Jessica M. Karmasek Jun. 26, 2013, 2:30pm

NEW YORK (Legal Newsline) -- New York's highest court, in a ruling this week, allowed Attorney General Eric Schneiderman's lawsuit against ex-American International Group Inc. Chief Executive Officer Maurice "Hank" Greenberg to move forward.

In the suit, filed back in 2005, the state accused Greenberg and former AIG Chief Financial Officer Howard Smith of using "sham transactions" to distort AIG's financial condition.

In particular, the Attorney General's Office claims that Greenberg and Smith participated in causing AIG to enter into a sham transaction with General Reinsurance Corporation, or GenRe, in which AIG purported to reinsure GenRe on certain insurance contracts.

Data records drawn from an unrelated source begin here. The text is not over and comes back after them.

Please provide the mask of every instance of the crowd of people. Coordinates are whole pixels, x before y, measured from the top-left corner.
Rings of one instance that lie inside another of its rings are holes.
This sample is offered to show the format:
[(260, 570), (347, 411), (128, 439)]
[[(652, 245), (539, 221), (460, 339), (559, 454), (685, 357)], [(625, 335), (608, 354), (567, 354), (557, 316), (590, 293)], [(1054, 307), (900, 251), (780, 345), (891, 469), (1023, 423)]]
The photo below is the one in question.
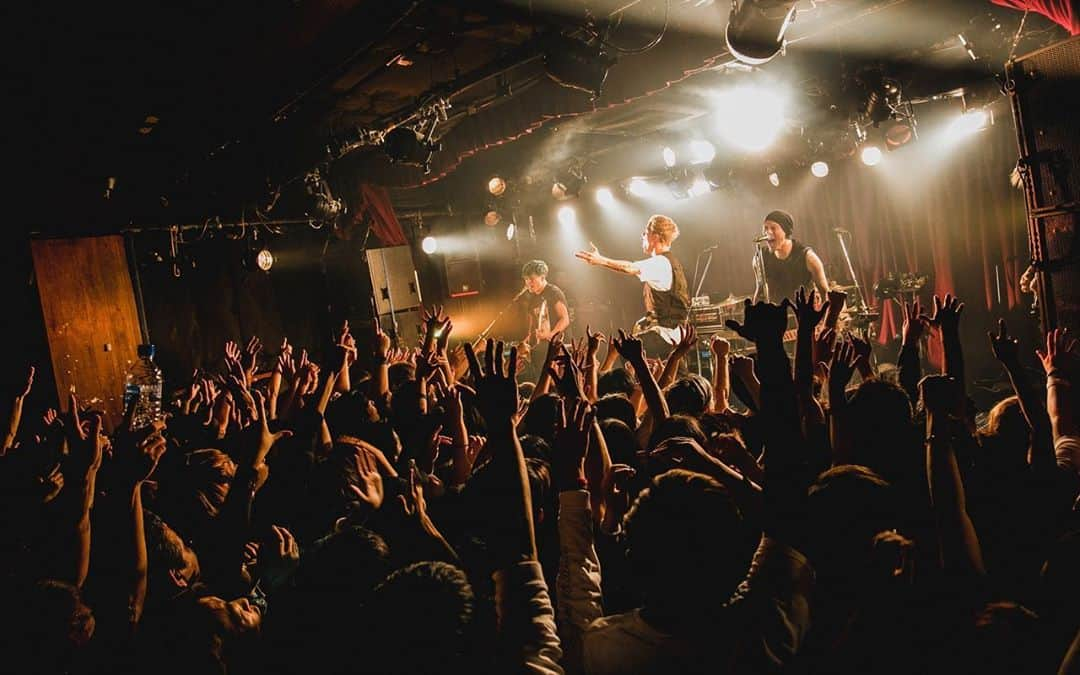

The attorney general asserts that the transaction transferred no real risk from GenRe to AIG, and therefore should not have been treated as an insurance transaction on AIG's books; and that the transaction's sole purpose was to increase the insurance reserves shown on AIG's financial statements, thereby creating the impression of a healthy insurance business and bolstering AIG's stock price.

The transaction also has been the subject of a federal criminal case in which Greenberg and Smith were identified as alleged co-conspirators, but were not defendants.

The New York Court of Appeals had to decide whether the evidence of Greenberg and Smith's knowledge of the fraudulent nature of the AIG-GenRe transaction is sufficient to raise an issue of fact for trial; and whether, on the present record, the attorney general is barred from obtaining any equitable relief.

In a 7-0 decision, the court answered yes to the first question and no to the second, affirming an order by the state's Appellate Division denying Greenberg and Smith summary judgment.

"We have no difficulty in concluding that, in this civil case, there is evidence sufficient for trial that both Greenberg and Smith participated in a fraud," Justice Robert S. Smith wrote for the high court. "The credibility of their denials is for a fact finder to decide."

As to the issue of equitable relief, the court rejected the contention of Greenberg and Smith that the attorney general failed to preserve this argument for its review.

The former AIG executives argued all such relief that could possibly be awarded has already been obtained in litigation brought by the Securities and Exchange Commission, which they settled in 2009.

In the settlement, without admitting or denying the allegations against them, Greenberg and Smith agreed, among other things, to permanent injunctions against violations of the antifraud provisions of the federal securities laws.

But the attorney general argues that more relief could be granted in the case including, but not limited to, a ban on their participation in the securities industry and a ban on serving as an officer or director of a public company.

"While the sufficiency of the claim for equitable relief was not a major focus of any party's attention below, the attorney general did specifically dispute, in Supreme Court, Greenberg's and Smith's assertion that that claim was barred by the SEC settlement," Smith wrote. "It is irrelevant to the preservation issue whether the argument was made in the Appellate Division."

The justice continued, "On the merits, we cannot say as a matter of law that no equitable relief may be awarded. There is no doubt room for argument about whether the lifetime bans that the attorney general proposes would be a justifiable exercise of a court's discretion; but that question, as well as the availability of any other equitable relief that the attorney general may seek, must be decided by the lower courts in the first instance."

Schneiderman's office dropped damages claims against the ex-AIG executives in April.